Apriso and entocort side effects

[xoxava]

Short update. Just saw my dr and got results from the colonoscopy. He put me on apriso and mentioned we could try entocort. Anyone on these and had side effects? It showed the prednisone treated my crohns but I have a lot of scaring is this bad? So he gave me this to try and I see him dec 20 if its not working. Any info would be great thanks a bunch and I hope everyone is feeling well!!!

 

[Cat-a-Tonic]

I haven't been on apriso so I can't comment on that, but I'm currently on Entocort. The side effects haven't been too bad, the only side effect I've experienced is chronic headaches. After 2 weeks of headaches, I called my GI and he put me on Amitriptyline, which cured the headaches and helps me sleep at night (it also supposedly calms the bowels, but I didn't notice a difference there). I think other common side effects of Entocort are things like dizziness and nausea. It's not nearly as bad as other steroids like the dreaded pred. I have been on Entocort for about 2 months now and I haven't gotten moon face and I've only gained about 5 pounds (but I had lost about 20 over the past year so I have been trying to regain some weight anyway). Even before the Amitriptyline I didn't experience any insomnia on Entocort and it doesn't make me feel manic/hyper the way that pred did.

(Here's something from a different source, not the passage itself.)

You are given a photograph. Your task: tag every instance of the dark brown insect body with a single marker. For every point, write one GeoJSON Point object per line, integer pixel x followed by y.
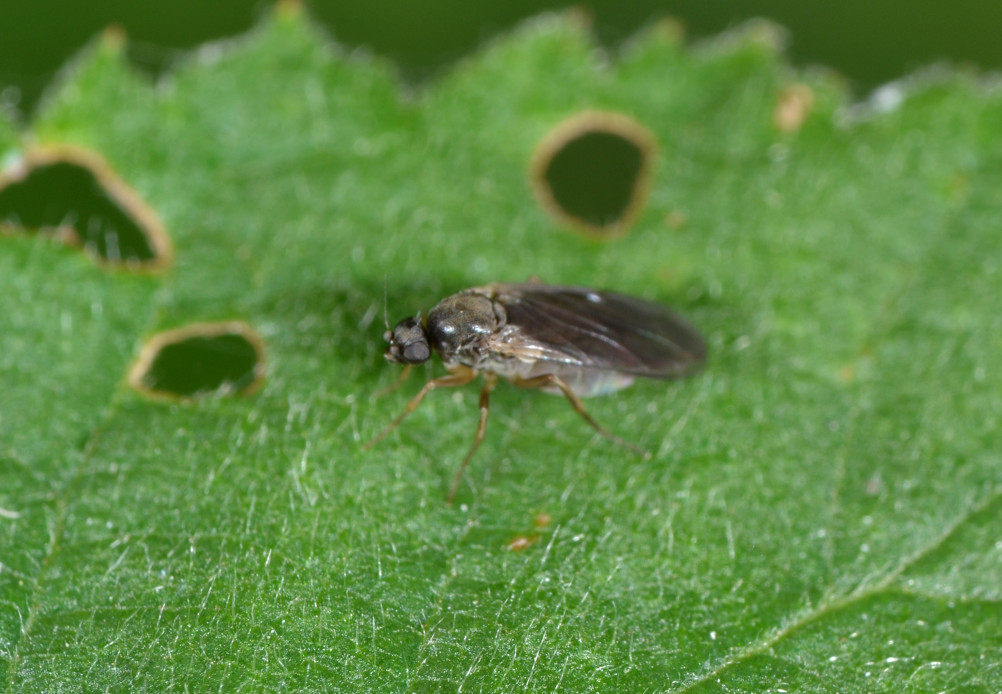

Keep in mind Entocort can take a little while to kick in. It took about 9 days for me to feel a noticeable difference, but I've heard others on here say it can take up to a month. So if it's not working by the time you go back to your doctor, keep an open mind about continuing with it just a little longer. Good luck!

 

[Nica]

Apriso is like asacol if memory serves. If so it has minimal side effects, entocort is a steriod that stays in your guts if you are sensitive to steroids it can cause some side effects, for most people it does not. Scar tissue is a way of life for crohnies. I have massive scar tissue in my guts from what the doc says.
If you can keep your inflammation down with those two meds you will be doing great!
I agree give it a bit of time to see how things go, sometimes it takes a bit for them to start working.

 

[Jessica]

Scar tissue is only bad when it gets to be so much it constricts your bowls and narrows passages. I have a lot too that we've already started talking about surgery.

I've been on Entocort for 2 yrs. LOTS of headaches. Cat's right. I don't take the meds she does for it. I'm hoping to be off of it soon. Sometimes I feel flu-ish. It usually doesn't last longer than half a day or so. If I don't get my rest is when I feel it come on.

Good luck <3

 

[Dras]

I've only ever been on entocort and sulfasalazine, I get headaches but rarely. Taking it while in remission made me gain some weight but not that badly. But since starting this new flare i've been on 9mg a day for over 2 months and i'm not feeling any better, but I think my body has built up some resistence to it. When I was first diagnosed though my Ento started working within a few days.

It's a nice drug, I think you will be very happy with it.